Figure 10. S-parameters measurement setup with 50 GHz VNA (left) and final Simbeor quality metrics (right, the metrics are in process of standardization by IEEE T370 PG3).

Fig 11

Figure 11. Identifying a problem with VNA measurements at lower frequencies (left), and an attempt to extrapolate the results with the rational approximation (right, stars – measured, x – rational approximation).

The VNA vendor explained the low frequency divergence is caused by the eCal calibration kit and recommended that we use a mechanical calibration kit instead. The mechanical calibration kit indeed helped, as illustrated in Fig. 12. Unfortunately, the available kit reduced the upper measurement frequency down to 26 GHz , and that was unacceptable. Thus, we used these measurements to validate the results obtained with the eCal kit and to identify the conductor resistivity only. To proceed with the data measured with eCal kit up to 50 GHz, we cut the measured data below 70 MHz as illustrated in Fig. 13.The rational approximation to DC is more realistic in this case and still indicates good quality of the remaining data, but the extrapolation to DC is not reliable. So, the data cannot be used for the copper resistivity identification. It may also lead to unreliable DC convergence on TDR and substantial problems with the eye diagram computation with such S-parameters. As stated in [7] "…a 0.5 dB error injected at a lower frequency (<10 MHz) on transmission could take an 85% open eye to a fully closed eye" – that is scary statement!
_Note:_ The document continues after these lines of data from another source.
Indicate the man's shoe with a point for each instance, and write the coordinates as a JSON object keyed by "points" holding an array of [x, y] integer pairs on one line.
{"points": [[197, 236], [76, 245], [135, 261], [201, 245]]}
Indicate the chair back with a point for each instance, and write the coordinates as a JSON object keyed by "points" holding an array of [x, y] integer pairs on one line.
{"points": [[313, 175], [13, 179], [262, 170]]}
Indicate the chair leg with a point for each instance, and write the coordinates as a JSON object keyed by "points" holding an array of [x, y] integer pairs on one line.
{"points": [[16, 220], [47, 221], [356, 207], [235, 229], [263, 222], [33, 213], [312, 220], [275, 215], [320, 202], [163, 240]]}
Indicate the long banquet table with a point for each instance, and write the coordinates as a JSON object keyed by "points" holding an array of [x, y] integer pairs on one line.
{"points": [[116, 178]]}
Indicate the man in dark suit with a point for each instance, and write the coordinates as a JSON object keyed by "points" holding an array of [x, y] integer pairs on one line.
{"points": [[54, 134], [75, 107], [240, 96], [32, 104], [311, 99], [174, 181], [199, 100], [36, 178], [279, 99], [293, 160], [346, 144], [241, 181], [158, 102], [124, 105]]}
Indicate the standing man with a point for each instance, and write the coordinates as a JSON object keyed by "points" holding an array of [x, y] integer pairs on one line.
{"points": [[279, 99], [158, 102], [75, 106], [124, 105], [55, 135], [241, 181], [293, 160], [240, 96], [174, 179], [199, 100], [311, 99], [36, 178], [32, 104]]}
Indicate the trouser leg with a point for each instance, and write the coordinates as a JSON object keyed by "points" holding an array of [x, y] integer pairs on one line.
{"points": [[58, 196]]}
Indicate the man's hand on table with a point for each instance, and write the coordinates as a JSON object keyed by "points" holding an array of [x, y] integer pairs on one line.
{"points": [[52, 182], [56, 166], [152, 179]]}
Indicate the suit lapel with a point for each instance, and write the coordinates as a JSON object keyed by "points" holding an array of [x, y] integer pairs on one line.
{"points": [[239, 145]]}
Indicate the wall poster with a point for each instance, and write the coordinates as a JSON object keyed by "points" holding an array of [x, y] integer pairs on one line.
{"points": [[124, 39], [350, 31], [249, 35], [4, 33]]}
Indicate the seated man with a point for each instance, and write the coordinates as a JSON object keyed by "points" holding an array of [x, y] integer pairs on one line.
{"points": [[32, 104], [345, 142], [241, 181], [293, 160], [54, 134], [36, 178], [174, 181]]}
Further visual inspection of the S-parameters of the differential transmission line segments revealed big resonance in the insertion loss for the traces in layer INNER3 and smaller resonances above 30 GHz in all traces as shown in Fig. 14. The reality is that the stubs on the launches to INNER3 layer were not backdrilled, which considerably reduced the bandwidth of the GMS-parameters for layer INNER3. That is not a big problem because the material parameters identified for layer INNER2 are expected to work for the layer INNER3. (The layers are expected to be identical.)

Fig 12

Figure 12. S-parameters measured with 50 GHz VNA with mechanical calibration kit.

Fig 13

Figure 13. Possible workaround for the low frequency problem – cut the measured data below 70 MHz and use rational approximation for extrapolation.

Fig 14

Figure 14. Visual inspection of S-parameters for differential material identification structures.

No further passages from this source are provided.